Low Bias: Suggests less assumptions about the form of the target function.
High-Bias: Suggests more assumptions about the form of the target function (example
fitting a logistic regression model on a complex image classification model).
Examples of low-bias machine learning algorithms include: Decision Trees, k-Nearest
Neighbors and Support Vector Machines.
Examples of high-bias machine learning algorithms include: Linear Regression, Linear
Discriminant Analysis and Logistic Regression.
Variance Error Variance is the amount by which estimate of the target function will
change if different training data was used. The target function is estimated from the
training data by a machine learning algorithm, so we should expect the algorithm to have
some variance. Ideally, it should not change too much from one training dataset to the
next, meaning that the algorithm is good at picking out the hidden underlying mapping
between the inputs and the output variables. Machine learning algorithms that have a high
variance are strongly influenced by the noise in the training data. Generally, nonparametric
machine learning algorithms that have a lot of flexibility have a high variance. For example,
decision trees have a high variance, that is even higher if the trees are not pruned before
use.
Examples of low-variance machine learning algorithms: Linear Regression, Linear
Discriminant Analysis and Logistic Regression.
Examples of high-variance machine learning algorithms: Decision Trees, k-Nearest
Neighbors and Support Vector Machines.

9. Explain Bias-Variance Trade-Off
Ans. The goal of any supervised machine learning algorithm is to achieve low bias and
low variance. In turn the algorithm should achieve good prediction performance. For
example, take a dataset in which the relationship between predictor and target variable is
not exactly linear. A straight line will have high bias but low variance but a polynomial of
degree 10 will have low bias and high variance.
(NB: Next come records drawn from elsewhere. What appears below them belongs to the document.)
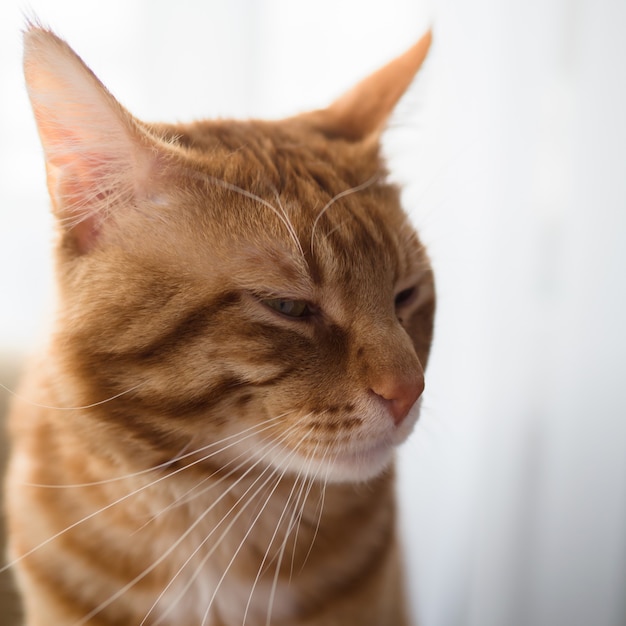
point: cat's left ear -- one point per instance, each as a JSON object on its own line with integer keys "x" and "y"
{"x": 98, "y": 157}
{"x": 364, "y": 110}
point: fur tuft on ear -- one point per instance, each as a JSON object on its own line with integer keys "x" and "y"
{"x": 364, "y": 110}
{"x": 97, "y": 156}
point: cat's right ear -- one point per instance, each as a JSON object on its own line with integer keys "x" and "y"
{"x": 98, "y": 159}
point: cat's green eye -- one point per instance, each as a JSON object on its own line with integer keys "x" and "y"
{"x": 290, "y": 308}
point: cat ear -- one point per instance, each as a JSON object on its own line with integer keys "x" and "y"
{"x": 365, "y": 109}
{"x": 97, "y": 157}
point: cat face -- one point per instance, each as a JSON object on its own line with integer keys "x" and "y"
{"x": 245, "y": 282}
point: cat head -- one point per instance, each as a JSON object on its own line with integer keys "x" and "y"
{"x": 246, "y": 282}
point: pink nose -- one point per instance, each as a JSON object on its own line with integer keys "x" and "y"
{"x": 399, "y": 394}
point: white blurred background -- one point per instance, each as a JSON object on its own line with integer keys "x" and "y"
{"x": 511, "y": 147}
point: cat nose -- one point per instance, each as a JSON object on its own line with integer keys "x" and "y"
{"x": 399, "y": 394}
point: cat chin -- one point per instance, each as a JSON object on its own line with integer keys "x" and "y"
{"x": 357, "y": 464}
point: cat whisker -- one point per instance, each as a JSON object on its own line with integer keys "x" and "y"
{"x": 110, "y": 505}
{"x": 249, "y": 432}
{"x": 188, "y": 496}
{"x": 368, "y": 183}
{"x": 312, "y": 480}
{"x": 69, "y": 408}
{"x": 288, "y": 223}
{"x": 281, "y": 214}
{"x": 206, "y": 557}
{"x": 320, "y": 507}
{"x": 248, "y": 532}
{"x": 262, "y": 566}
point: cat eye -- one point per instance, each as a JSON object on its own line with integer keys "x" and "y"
{"x": 405, "y": 296}
{"x": 290, "y": 308}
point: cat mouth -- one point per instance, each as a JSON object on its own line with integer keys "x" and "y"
{"x": 361, "y": 463}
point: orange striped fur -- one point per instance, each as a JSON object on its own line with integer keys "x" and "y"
{"x": 244, "y": 318}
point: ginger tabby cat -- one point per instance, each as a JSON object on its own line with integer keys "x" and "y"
{"x": 244, "y": 318}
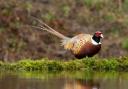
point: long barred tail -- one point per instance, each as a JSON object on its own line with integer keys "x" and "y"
{"x": 49, "y": 29}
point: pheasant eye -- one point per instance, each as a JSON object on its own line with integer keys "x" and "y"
{"x": 98, "y": 34}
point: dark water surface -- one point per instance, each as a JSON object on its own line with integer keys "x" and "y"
{"x": 64, "y": 80}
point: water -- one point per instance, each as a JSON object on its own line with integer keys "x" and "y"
{"x": 64, "y": 80}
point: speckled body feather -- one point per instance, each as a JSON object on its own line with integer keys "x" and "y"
{"x": 81, "y": 45}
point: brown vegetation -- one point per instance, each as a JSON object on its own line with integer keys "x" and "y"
{"x": 70, "y": 17}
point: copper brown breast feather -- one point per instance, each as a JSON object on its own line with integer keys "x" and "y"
{"x": 82, "y": 45}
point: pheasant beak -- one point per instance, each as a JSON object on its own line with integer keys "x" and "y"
{"x": 101, "y": 36}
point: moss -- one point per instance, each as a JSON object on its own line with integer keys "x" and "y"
{"x": 92, "y": 64}
{"x": 125, "y": 44}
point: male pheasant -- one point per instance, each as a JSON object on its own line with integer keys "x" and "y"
{"x": 82, "y": 45}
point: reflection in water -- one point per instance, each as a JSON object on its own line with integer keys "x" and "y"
{"x": 81, "y": 84}
{"x": 96, "y": 81}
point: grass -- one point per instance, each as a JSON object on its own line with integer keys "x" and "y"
{"x": 86, "y": 64}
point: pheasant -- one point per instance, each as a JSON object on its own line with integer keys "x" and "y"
{"x": 82, "y": 45}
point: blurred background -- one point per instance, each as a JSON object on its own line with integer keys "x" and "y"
{"x": 69, "y": 17}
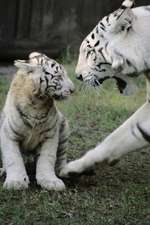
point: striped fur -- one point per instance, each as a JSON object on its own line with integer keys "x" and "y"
{"x": 119, "y": 47}
{"x": 109, "y": 52}
{"x": 32, "y": 124}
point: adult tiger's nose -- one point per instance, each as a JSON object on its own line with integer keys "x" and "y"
{"x": 79, "y": 77}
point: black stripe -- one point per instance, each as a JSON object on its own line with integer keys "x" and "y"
{"x": 14, "y": 131}
{"x": 100, "y": 51}
{"x": 24, "y": 117}
{"x": 49, "y": 129}
{"x": 145, "y": 135}
{"x": 97, "y": 43}
{"x": 133, "y": 133}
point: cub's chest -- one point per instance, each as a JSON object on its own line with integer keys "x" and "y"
{"x": 36, "y": 136}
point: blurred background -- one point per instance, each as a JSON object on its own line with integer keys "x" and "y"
{"x": 55, "y": 27}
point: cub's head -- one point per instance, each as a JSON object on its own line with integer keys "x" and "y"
{"x": 49, "y": 77}
{"x": 93, "y": 66}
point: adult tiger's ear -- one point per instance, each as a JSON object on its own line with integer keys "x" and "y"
{"x": 24, "y": 65}
{"x": 123, "y": 18}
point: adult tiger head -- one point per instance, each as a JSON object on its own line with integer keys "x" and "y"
{"x": 49, "y": 77}
{"x": 93, "y": 65}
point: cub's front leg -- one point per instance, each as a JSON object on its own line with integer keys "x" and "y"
{"x": 16, "y": 176}
{"x": 45, "y": 169}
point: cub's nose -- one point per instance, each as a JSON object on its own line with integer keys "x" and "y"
{"x": 79, "y": 77}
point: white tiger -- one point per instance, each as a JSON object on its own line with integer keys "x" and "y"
{"x": 119, "y": 47}
{"x": 32, "y": 124}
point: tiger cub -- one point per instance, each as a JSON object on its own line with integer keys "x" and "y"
{"x": 31, "y": 123}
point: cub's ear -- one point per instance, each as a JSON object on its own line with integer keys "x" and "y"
{"x": 24, "y": 65}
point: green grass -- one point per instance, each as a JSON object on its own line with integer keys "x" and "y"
{"x": 118, "y": 195}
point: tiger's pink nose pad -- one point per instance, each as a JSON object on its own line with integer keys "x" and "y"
{"x": 79, "y": 77}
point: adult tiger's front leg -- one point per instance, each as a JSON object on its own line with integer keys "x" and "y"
{"x": 132, "y": 135}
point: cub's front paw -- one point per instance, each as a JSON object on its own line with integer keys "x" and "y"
{"x": 51, "y": 183}
{"x": 16, "y": 183}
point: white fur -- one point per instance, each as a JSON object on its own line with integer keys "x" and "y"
{"x": 29, "y": 123}
{"x": 134, "y": 134}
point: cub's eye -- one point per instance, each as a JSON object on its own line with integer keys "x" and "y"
{"x": 59, "y": 77}
{"x": 47, "y": 73}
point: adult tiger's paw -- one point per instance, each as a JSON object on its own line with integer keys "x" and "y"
{"x": 71, "y": 168}
{"x": 16, "y": 183}
{"x": 51, "y": 183}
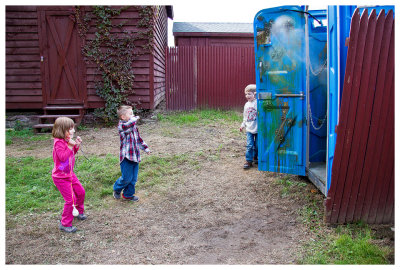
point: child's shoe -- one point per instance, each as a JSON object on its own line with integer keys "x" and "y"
{"x": 81, "y": 217}
{"x": 70, "y": 229}
{"x": 116, "y": 195}
{"x": 133, "y": 198}
{"x": 247, "y": 165}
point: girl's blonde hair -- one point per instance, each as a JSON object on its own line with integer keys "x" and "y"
{"x": 123, "y": 110}
{"x": 62, "y": 125}
{"x": 250, "y": 88}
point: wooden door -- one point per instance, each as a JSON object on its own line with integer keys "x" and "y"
{"x": 61, "y": 58}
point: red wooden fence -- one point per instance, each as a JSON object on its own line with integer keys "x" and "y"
{"x": 363, "y": 165}
{"x": 208, "y": 77}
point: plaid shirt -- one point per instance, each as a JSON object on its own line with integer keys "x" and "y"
{"x": 130, "y": 140}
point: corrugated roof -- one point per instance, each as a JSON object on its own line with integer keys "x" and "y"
{"x": 193, "y": 27}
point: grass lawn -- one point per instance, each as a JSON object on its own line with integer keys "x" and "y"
{"x": 30, "y": 189}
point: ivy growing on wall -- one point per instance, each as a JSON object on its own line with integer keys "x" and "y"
{"x": 112, "y": 49}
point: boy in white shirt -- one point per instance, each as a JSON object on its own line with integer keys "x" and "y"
{"x": 250, "y": 123}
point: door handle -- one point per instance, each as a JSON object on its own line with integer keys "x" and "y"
{"x": 260, "y": 70}
{"x": 301, "y": 95}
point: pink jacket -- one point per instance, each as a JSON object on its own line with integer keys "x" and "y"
{"x": 64, "y": 159}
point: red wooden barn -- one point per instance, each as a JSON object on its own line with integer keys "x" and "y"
{"x": 45, "y": 67}
{"x": 213, "y": 34}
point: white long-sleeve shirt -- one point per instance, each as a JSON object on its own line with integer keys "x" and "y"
{"x": 250, "y": 116}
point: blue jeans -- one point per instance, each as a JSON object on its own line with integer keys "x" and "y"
{"x": 127, "y": 181}
{"x": 251, "y": 148}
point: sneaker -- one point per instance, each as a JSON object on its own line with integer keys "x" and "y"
{"x": 81, "y": 217}
{"x": 116, "y": 195}
{"x": 247, "y": 165}
{"x": 70, "y": 229}
{"x": 133, "y": 198}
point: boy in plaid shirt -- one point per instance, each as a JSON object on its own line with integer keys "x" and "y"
{"x": 129, "y": 156}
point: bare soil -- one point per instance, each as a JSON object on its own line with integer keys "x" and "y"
{"x": 218, "y": 214}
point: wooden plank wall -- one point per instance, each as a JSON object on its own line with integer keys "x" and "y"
{"x": 363, "y": 165}
{"x": 143, "y": 68}
{"x": 161, "y": 43}
{"x": 23, "y": 78}
{"x": 208, "y": 77}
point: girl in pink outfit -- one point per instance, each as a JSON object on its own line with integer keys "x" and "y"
{"x": 64, "y": 150}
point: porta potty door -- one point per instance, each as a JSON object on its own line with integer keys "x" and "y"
{"x": 281, "y": 89}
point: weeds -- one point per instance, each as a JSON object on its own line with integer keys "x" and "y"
{"x": 26, "y": 134}
{"x": 30, "y": 188}
{"x": 347, "y": 244}
{"x": 200, "y": 117}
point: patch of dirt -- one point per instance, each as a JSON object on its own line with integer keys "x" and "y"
{"x": 219, "y": 214}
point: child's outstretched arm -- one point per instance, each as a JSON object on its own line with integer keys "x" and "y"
{"x": 142, "y": 144}
{"x": 127, "y": 127}
{"x": 78, "y": 142}
{"x": 62, "y": 151}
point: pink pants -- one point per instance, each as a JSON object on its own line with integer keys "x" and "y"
{"x": 73, "y": 193}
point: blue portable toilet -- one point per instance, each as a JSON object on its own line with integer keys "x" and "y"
{"x": 300, "y": 58}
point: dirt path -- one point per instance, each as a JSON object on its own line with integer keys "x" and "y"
{"x": 219, "y": 214}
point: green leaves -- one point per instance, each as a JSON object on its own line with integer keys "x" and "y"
{"x": 114, "y": 52}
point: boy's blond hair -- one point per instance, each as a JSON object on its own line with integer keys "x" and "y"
{"x": 250, "y": 88}
{"x": 62, "y": 125}
{"x": 123, "y": 110}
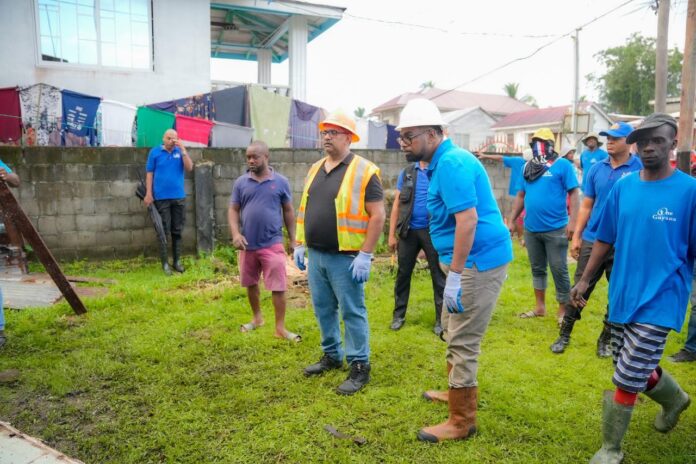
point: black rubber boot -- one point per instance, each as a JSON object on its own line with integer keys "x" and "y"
{"x": 164, "y": 257}
{"x": 563, "y": 339}
{"x": 603, "y": 342}
{"x": 176, "y": 250}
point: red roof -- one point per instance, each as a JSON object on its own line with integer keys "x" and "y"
{"x": 456, "y": 100}
{"x": 536, "y": 116}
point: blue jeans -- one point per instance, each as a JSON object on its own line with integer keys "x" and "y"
{"x": 332, "y": 287}
{"x": 549, "y": 249}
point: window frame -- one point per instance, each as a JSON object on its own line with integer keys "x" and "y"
{"x": 41, "y": 63}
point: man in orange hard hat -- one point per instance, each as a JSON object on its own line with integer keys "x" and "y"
{"x": 339, "y": 221}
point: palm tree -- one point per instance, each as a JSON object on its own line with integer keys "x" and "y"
{"x": 511, "y": 89}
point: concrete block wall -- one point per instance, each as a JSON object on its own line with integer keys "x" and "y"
{"x": 82, "y": 202}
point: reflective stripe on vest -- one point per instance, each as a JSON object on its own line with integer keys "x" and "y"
{"x": 351, "y": 216}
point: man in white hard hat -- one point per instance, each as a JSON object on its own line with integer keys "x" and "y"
{"x": 475, "y": 249}
{"x": 340, "y": 230}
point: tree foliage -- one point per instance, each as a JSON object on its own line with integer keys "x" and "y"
{"x": 628, "y": 83}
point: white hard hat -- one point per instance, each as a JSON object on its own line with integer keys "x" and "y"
{"x": 420, "y": 112}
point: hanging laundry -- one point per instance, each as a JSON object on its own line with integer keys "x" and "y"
{"x": 270, "y": 115}
{"x": 230, "y": 135}
{"x": 304, "y": 125}
{"x": 41, "y": 106}
{"x": 79, "y": 119}
{"x": 196, "y": 106}
{"x": 230, "y": 105}
{"x": 362, "y": 128}
{"x": 392, "y": 135}
{"x": 152, "y": 124}
{"x": 376, "y": 135}
{"x": 115, "y": 123}
{"x": 194, "y": 132}
{"x": 10, "y": 117}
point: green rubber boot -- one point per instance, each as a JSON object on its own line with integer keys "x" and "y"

The parameterization of machine learning algorithms is often a battle to balance out bias
and variance. Below are two examples of configuring the bias-variance trade-off for specific
algorithms:
a) The k-nearest neighbors algorithm has low bias and high variance, but the
trade-off can be changed by increasing the value of k which increases the number of
neighbors that contribute to the prediction and in turn increases the bias of the model.
b) The support vector machine algorithm has low bias and high variance, but the
trade-off can be changed by increasing the C parameter that influences the number of
violations of the margin allowed in the training data which increases the bias but
decreases the variance.
There is no escaping the relationship between bias and variance in machine learning.
a) Increasing the bias will decrease the variance.
b) Increasing the variance will decrease the bias.
There is a trade-off at play between these two concerns and the algorithms you choose and
the way you choose to configure them are finding different balances in this trade-off for
your problem. We cannot calculate the real bias and variance error terms because we do
not know the actual underlying target function. Nevertheless, as a framework, bias and
variance provide the tools to understand the behavior of machine learning algorithms in
the pursuit of predictive performance.

10. What is overfitting and underfitting
Ans Overfitting refers to a model that models the training data too well. To put it in a
different way, it memorises the data instead of extracting generalisable patterns from it.
Overfitting happens when a model learns the detail and noise in the training data to the
extent that it negatively impacts the performance of the model on new data. This means
that the noise or random fluctuations in the training data is picked up and learned as
ncepts by the model. The problem is that these concepts do not apply to new data and
negatively impact the model’s ability to generalize. Overfitting is more likely with
nonparametric and nonlinear models that have more flexibility when learning a target
function. As such, many nonparametric machine learning algorithms also include
parameters or techniques to limit and constrain how much detail the model learns.
Underfitting refers to a model that can neither model the training data nor
generalize to new data. An underfit machine learning model is not a suitable model and will
be obvious as it will have poor performance on the training data. Underfitting is often not
discussed as it is easy to detect given a good performance metric. The remedy is to move
on and try alternate, more complex machine learning algorithms. Nevertheless, it does
provide a good contrast to the problem of overfitting. Ideally, a model is to be selected at
the sweet spot between underfitting and overfitting.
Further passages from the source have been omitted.